A Reflection Not only the Pharisees, but the people themselves despised these tax collectors. They were easy to despise, since they represented the oppressing power which taxed commerce and occupations and even life itself, with the "head tax." And the tax collectors took a portion of the levies for their own income. It is easy to see how even an honest tax collector could be assumed to be a criminal, especially as he worked on behalf of the "bad guys," anyway, and was the instrument of taking a portion of what little remained to a hard-working man after his labors.
Those who belonged to the Pharisaic sect were the ones who could point out every little flaw. Their lives centered on minutiae, they were surely the ones of whom Jesus spoke when he told of the man with the beam in his eye pointing out the mote in the eye of his neighbor.
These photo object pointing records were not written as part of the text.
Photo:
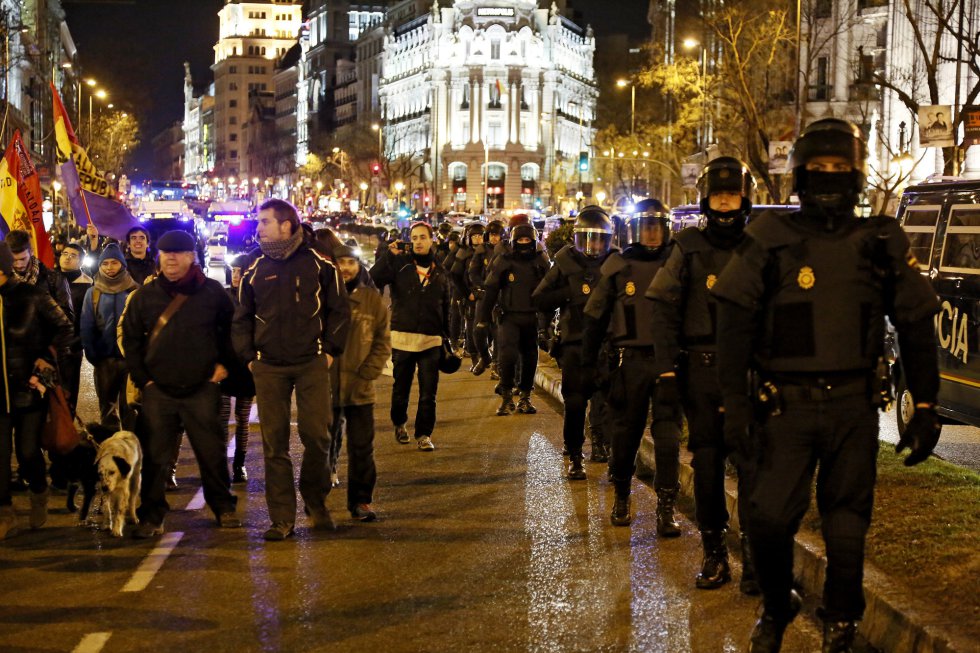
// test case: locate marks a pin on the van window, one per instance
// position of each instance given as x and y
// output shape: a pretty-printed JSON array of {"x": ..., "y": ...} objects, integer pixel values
[
  {"x": 920, "y": 227},
  {"x": 961, "y": 249}
]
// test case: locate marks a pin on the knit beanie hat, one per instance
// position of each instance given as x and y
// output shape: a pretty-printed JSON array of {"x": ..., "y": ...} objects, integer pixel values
[{"x": 112, "y": 251}]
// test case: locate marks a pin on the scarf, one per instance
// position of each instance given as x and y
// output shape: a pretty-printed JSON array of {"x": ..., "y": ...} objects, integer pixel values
[
  {"x": 32, "y": 272},
  {"x": 280, "y": 250},
  {"x": 114, "y": 285},
  {"x": 187, "y": 284}
]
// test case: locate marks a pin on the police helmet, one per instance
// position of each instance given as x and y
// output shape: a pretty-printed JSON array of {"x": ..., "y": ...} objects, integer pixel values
[
  {"x": 726, "y": 174},
  {"x": 593, "y": 232},
  {"x": 648, "y": 213},
  {"x": 830, "y": 137}
]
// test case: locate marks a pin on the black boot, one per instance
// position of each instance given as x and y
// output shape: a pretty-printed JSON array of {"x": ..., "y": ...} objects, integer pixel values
[
  {"x": 238, "y": 473},
  {"x": 838, "y": 636},
  {"x": 749, "y": 584},
  {"x": 575, "y": 470},
  {"x": 666, "y": 526},
  {"x": 506, "y": 402},
  {"x": 524, "y": 406},
  {"x": 621, "y": 511},
  {"x": 767, "y": 636},
  {"x": 715, "y": 571}
]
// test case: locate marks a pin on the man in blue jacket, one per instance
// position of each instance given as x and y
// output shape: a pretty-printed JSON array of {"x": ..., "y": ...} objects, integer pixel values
[{"x": 291, "y": 323}]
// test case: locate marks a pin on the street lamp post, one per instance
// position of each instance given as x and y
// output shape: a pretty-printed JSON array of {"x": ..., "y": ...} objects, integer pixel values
[{"x": 623, "y": 83}]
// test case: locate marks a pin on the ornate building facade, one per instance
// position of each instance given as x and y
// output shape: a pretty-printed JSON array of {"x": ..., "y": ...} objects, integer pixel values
[{"x": 488, "y": 104}]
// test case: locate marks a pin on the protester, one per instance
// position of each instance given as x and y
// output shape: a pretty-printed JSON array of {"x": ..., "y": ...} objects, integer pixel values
[
  {"x": 141, "y": 259},
  {"x": 32, "y": 325},
  {"x": 419, "y": 322},
  {"x": 352, "y": 379},
  {"x": 102, "y": 310},
  {"x": 291, "y": 324},
  {"x": 176, "y": 339}
]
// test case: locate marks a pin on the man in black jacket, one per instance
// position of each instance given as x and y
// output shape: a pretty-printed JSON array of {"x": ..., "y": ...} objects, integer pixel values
[
  {"x": 419, "y": 322},
  {"x": 291, "y": 323},
  {"x": 31, "y": 323},
  {"x": 176, "y": 337}
]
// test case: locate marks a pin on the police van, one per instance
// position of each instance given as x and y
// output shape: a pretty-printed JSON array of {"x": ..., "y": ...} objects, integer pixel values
[{"x": 942, "y": 221}]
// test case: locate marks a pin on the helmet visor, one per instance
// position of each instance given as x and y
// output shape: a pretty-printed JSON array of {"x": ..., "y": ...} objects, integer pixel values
[
  {"x": 592, "y": 242},
  {"x": 648, "y": 230}
]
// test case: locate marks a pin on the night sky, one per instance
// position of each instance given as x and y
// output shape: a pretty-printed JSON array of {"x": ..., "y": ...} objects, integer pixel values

It is somehow fulfilling to hear such people criticized so roundly and so well. But there is some Pharisee in each of us, and I suspect a lot in myself. In any society formed around rules and adherence to those rules, those who violate the rules draw attention. When they are the rule-enforcers, the attention they draw is merciless when they are caught in a violation of the rules. Picture for a second the glee reflected in a news account of an IRS employee arrested for tax evasion!
Yesterday our class at the College of Preachers attended church at Epiphany in downtown Washington, DC. Their 8AM service is followed by a breakfast for about 300 homeless people. When we walked in, after the first service and the breakfast, there were many pews occupied by people asleep in them. Epiphany had fed the hungry and given them a brief time in a safe, warm place to rest.
It is easy to conjure up the "Church Lady," from Saturday Night Live, being horrified at these bottom-dwellers surviving in a place we set aside for clean, proper worship. It is easy to hear in our mind's ear the prim, prissy, proper ones reacting with horror at such a "desecration."
Yet it is obvious that there is no better use for a church than the one this congregation has identified.
"When did we feed you, Lord?"
The Collect
Almighty God, who inspired your servant Luke the physician to declare in the Gospel the love and healing power of your Son: Graciously continue in your Church the same love and power to heal, to the praise and glory of your Name; through your Son Jesus Christ our Lord, who lives and reigns with you, in the unity of the Holy Spirit, one God, now and for ever.